Griffiths's toe, along with a note he sent.
Griffiths’s toe, along with a note he sent. Courtesy Downtown Hotel

In Dawson City, a town on the Yukon River in northwest Canada, one hotel bar serves up a truly unique drink. It’s called the Sourtoe Cocktail, and it contains Yukon Gold Whiskey and a dehydrated human toe. This mixological tradition has been happening at the Downtown Hotel since 1973. Over almost five decades the hotel has served a whopping 86,000 Sourtoe Cocktails, and counting. Recently, a former British Marine sent his big toe, tragically lost to frostbite, to the world-famous hotel by Royal Mail in the hopes of becoming the next in the storied lineage of this unique garnish.

In winter 2018, Nick Griffiths competed in the Yukon Arctic Ultra, an extreme multiday marathon comprised of 100-, 300-, and 430-mile races along Yukon’s dogsled trail. After his left foot succumbed to temperatures that reached 40 below, Griffiths’s big toe was amputated and preserved in a vial of alcohol by the U.K. hospital that treated him. There was only one place it belonged, he figured. He promptly shipped it to the Downtown Hotel’s bar, known as the Sourdough Saloon, where it has joined the hotel’s floating toe collection.

“We have only had two toes arrive on our doorstep since 2013 when we took over the hotel—one of which was a big toe,” says Adam Gerle, general manager of the hotel. The hotel’s “Toe Master,” Terry Lee, is in charge of determining whether donated toes can become part of the tradition. “Unless they are preserved properly in medical grade alcohol right after [the] toe is removed, they aren’t much use to us. And we can’t use them if they have been stored in formaldehyde,” says Gerle. Griffiths’s toe passed this preliminary examination, so Lee is now in the process of mummifying the toe by storing it in rock salt for six weeks, before it’s ready to be submerged in a different type of alcohol. While Yukon Gold Whiskey is the gold standard, “any 40 percent alcohol will work for the Toe,” says Gerle. “We are just partial to local spirits.”

Toe Master Terry Lee with the bar's newest toe!
Toe Master Terry Lee with the bar’s newest toe! Courtesy Downtown Hotel

The Downtown Hotel is the only place in the world serving up this wild, gross, historic, daring drink. “This drink has sentimental value in Dawson City as its been here since 1973 and reflects the quirky nature of the town,” says Gerle.
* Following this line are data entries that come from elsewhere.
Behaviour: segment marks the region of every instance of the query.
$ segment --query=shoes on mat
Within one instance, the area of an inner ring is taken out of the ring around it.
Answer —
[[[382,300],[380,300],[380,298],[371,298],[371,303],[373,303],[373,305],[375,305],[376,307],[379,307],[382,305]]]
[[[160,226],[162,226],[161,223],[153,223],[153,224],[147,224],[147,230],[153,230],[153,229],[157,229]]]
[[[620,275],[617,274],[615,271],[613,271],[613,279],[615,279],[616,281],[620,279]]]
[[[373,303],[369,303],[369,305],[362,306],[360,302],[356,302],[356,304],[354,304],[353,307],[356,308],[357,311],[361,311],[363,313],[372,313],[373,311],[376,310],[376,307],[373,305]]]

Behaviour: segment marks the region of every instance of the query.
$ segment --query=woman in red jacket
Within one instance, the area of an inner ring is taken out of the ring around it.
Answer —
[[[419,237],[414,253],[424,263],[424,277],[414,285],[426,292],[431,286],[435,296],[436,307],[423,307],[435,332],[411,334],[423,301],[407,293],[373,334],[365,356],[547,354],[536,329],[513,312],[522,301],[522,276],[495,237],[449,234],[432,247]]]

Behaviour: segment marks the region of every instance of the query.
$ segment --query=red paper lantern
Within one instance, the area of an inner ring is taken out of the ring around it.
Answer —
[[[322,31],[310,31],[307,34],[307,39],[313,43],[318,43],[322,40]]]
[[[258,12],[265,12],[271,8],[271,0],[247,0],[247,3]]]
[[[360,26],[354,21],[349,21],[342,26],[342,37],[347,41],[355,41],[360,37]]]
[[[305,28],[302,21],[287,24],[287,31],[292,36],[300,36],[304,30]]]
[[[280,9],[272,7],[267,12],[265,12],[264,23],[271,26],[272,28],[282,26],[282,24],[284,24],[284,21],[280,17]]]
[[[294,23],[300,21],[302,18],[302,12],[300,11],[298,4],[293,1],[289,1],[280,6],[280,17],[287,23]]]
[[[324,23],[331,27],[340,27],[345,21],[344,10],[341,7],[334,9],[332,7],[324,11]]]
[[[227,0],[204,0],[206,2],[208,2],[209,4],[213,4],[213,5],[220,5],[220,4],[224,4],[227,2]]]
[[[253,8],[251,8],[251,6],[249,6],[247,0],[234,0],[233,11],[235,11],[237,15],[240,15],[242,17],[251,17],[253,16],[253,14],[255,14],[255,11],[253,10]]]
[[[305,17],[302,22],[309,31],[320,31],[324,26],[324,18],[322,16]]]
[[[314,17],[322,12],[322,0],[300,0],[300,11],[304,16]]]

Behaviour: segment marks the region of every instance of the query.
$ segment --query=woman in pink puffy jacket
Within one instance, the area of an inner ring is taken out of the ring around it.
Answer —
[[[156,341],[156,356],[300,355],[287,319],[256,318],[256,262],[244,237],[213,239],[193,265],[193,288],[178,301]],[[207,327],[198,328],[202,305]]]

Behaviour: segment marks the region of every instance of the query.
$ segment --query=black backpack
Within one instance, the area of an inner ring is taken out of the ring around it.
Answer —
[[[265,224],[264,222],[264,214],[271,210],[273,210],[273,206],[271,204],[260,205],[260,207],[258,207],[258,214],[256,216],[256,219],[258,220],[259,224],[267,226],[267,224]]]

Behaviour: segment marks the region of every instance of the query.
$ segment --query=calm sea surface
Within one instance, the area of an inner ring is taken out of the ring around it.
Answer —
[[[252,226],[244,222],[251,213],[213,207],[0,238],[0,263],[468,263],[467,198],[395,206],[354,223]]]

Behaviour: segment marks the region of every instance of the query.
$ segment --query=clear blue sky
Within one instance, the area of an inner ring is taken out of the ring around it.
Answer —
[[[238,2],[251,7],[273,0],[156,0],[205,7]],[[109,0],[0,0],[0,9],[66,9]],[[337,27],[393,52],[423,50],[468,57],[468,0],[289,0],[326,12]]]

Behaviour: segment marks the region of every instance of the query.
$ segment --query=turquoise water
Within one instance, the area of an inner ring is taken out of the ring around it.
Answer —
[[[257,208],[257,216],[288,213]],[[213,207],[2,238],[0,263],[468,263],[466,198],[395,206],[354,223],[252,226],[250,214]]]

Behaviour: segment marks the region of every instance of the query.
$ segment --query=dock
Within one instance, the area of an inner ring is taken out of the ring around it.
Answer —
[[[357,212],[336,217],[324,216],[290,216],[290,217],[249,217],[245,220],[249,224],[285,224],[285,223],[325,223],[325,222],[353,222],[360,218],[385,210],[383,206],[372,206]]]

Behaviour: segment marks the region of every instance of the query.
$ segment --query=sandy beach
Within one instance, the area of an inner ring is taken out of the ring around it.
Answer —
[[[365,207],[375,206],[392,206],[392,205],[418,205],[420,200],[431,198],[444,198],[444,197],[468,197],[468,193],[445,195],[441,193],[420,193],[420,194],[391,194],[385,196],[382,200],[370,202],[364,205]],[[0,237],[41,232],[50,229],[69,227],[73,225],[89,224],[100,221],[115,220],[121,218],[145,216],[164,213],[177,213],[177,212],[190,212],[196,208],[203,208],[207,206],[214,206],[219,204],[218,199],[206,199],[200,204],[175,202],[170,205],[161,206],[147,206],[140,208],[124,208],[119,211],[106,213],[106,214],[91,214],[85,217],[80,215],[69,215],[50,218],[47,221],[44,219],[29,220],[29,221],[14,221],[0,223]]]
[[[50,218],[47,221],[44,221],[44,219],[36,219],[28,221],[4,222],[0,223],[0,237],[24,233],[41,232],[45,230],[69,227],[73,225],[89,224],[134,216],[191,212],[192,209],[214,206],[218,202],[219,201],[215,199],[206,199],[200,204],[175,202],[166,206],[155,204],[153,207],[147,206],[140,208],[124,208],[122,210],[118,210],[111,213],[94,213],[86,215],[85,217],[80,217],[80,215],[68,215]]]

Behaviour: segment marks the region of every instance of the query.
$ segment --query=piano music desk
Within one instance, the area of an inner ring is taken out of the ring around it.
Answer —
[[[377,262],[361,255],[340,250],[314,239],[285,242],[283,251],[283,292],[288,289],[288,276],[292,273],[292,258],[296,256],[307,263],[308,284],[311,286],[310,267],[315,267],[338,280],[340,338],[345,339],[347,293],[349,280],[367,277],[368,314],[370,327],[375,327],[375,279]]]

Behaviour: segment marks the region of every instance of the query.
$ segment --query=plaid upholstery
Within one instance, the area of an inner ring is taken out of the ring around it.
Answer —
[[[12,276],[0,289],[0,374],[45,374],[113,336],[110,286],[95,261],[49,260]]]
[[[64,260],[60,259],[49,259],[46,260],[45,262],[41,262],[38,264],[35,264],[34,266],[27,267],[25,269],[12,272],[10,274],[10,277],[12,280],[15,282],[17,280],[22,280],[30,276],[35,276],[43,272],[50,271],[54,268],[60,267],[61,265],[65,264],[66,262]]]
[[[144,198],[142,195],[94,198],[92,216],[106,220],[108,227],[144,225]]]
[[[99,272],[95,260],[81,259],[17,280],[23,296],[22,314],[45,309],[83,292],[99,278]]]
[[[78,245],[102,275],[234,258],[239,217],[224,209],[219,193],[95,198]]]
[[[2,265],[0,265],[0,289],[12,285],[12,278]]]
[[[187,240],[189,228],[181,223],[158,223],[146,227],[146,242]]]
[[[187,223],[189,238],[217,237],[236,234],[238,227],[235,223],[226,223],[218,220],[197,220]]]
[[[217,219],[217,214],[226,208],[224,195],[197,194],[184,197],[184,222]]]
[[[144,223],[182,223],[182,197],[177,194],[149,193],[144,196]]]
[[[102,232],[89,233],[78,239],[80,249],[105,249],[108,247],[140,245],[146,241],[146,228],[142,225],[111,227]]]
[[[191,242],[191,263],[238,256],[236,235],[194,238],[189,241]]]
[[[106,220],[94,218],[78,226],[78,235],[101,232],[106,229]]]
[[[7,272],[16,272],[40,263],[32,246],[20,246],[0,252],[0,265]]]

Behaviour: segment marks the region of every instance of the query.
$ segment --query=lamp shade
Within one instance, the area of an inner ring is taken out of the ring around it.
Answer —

The tradition has its origin in the 1920s, when miner and rumrunner Louie Liken stowed his severed toe (lost, like Griffiths’s, to frostbite) in a cabin. Some 50 years later, local riverboat captain Dick Stevenson was rummaging through the abandoned cabin and found the jar. The rest is Dawson City history. The original toe was swallowed, but the have been a number of successors over the years. Once Griffiths’s is ready, it will join the four or five they have on hand.

Those brave enough to order this quirky cocktail must touch the Toe to their lips; it’s the only way to earn a certificate from the hotel. In the busy summer season, the bar serves an astonishing 50 to 100 Sourtoe Cocktails a night. “Most people’s initial reaction is disgust, disbelief, and astonishment,” says Gerle. “[But] the Toe is also very fascinating and we have had people come up to Dawson just to do the Toe.” Later this summer, the hotel plans to fly Griffiths and his wife to the Yukon so that he can take part in the tradition with his very own donated appendage.

Asked if there’s any health hazard associated with toe-tainted alcohol (or swallowing the toe), Gerle says there’s nothing to worry about. “As long as its preserved and stored properly on rock salt and people use 40 percent alcohol to drink it,” he says, “the Chief Medical Officer of the Yukon has given it a green light.

“We would like to receive more to keep the tradition going,” says Gerle. “Big toes are the best.”